La señora Bovary de Gustave Flaubert

Segunda parte

Capítulo II

La primera en bajar fue Emma; luego, Félicité, el señor Lheureux y un ama de cría; y hubo que despertar a Charles, que se había quedado dormido como un tronco en un rincón en cuanto se hizo de noche.

Homais se presentó; ofreció sus respetos a la señora, le dijo finezas al señor, manifestó que estaba encantado de haber podido serles de cierta ayuda y añadió, con expresión cordial, que había tenido el atrevimiento de invitarse, dado que, además, su mujer estaba fuera.

Cuando la señora Bovary entró en la cocina, se acercó a la chimenea. Pellizcó el vestido con dos dedos a la altura de las rodillas y, tras subirlo así hasta los tobillos, alargó hacia las llamas, por encima del asado que daba vueltas, el pie calzado con una botina negra.

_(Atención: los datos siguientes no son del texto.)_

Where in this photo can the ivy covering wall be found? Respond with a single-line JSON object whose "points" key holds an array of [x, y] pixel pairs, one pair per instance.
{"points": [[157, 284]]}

El fuego la iluminaba por completo, le calaba con luz cruda la trama del vestido, los poros homogéneos del cutis blanco e incluso los párpados, que entornaba a ratos. La recorría un intenso fulgor rojo a tenor de la ráfaga de viento que entraba por la puerta entornada.

Desde el otro lado de la chimenea, un joven de melena rubia la miraba en silencio.

Como se aburría mucho en Yonville, donde era pasante en la notaría del señor Guillaumin, el señor Léon Dupuis (pues él era el otro parroquiano habitual de El León de Oro) retrasaba con frecuencia la hora de la cena, con la esperanza de que llegase a la fonda algún viajero con quien charlar durante la velada. Los días en que se le acababa la tarea, no le quedaba más remedio, pues no se le ocurría qué otra cosa hacer que llegar puntual y tener que comer, desde la sopa hasta el queso, cara a cara con Binet. Aceptó, pues, con satisfacción, la propuesta de la hostelera de cenar con los recién llegados y pasaron todos a la sala grande, donde la señora Lefrançois había mandado, ceremoniosamente, que pusieran mesa para cuatro.

Homais pidió permiso para no quitarse el gorro griego, por temor a los catarros.

Luego, volviéndose a su vecina de mesa, le preguntó:

—¿La señora debe de estar seguramente un tanto cansada? ¡Nuestra Golondrina da unos tumbos tan espantosos!

—Es cierto —repuso Emma—. Pero siempre me divierte el cambio; me gusta ir a otros sitios.

—¡Resulta tan tedioso vivir clavado en el mismo lugar! —suspiró el pasante.

—Si tuviera que pasarse la vida a caballo como yo… —dijo Charles.

—Sin embargo —añadió Léon, dirigiéndose a la señora Bovary—, nada hay más agradable, me parece. Cuando se puede —añadió.